Fabrice Bonnifet : "Climat, les entreprises doivent accélérer"

Directeur développement durable & QSE du Groupe Bouygues

"Les entreprises qui n’auront pas défini, dans les deux ans, une stratégie carbone en phase avec les objectifs de l’Accord de Paris, vont agoniser avant de disparaître. Elles seront lâchées non par leurs clients mais par les investisseurs. L’excuse qui consiste à dire "nous pouvons polluer car nous créons des emplois et de la richesse", ne tient plus".
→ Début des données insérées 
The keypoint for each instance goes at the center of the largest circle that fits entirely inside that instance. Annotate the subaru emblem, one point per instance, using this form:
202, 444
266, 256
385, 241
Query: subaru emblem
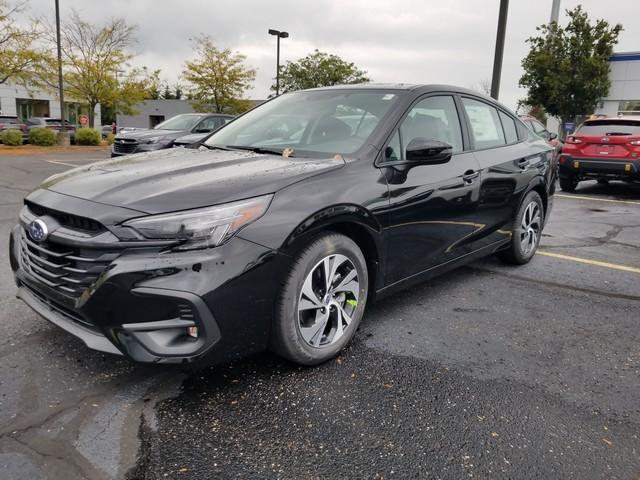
38, 230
Directeur développement durable & QSE (qualité-sécurité-environnement) du Groupe Bouygues, Fabrice Bonnifet est aussi Président du Collège des Directeurs du Développement Durable (C3D). Retour, en sa compagnie, sur la crise actuelle, les évolutions de son métier et sur ce qu’il appelle de ses vœux : la transformation rapide des modèles d’affaires des entreprises. 

Comment se porte la RSE à l’heure de la crise sanitaire ?

Certains ont pensé qu’elle allait revenir à la place qu’elle occupait au début des années 2010 où elle était considérée comme la plus importante des choses secondaires. Mais, force est de constater qu’elle est devenue un sujet stratégique. Les dérèglements climatiques, de plus en plus graves et fréquents, ne passent plus inaperçus ; les populations commencent à prendre peur, à juste titre, et la finance mondiale s’empare des questions environnementales. Enfin, chacun le sait : il n’y aura pas de vaccin contre le changement climatique.

La finance verte a en effet le vent en poupe. De quoi changer la donne ?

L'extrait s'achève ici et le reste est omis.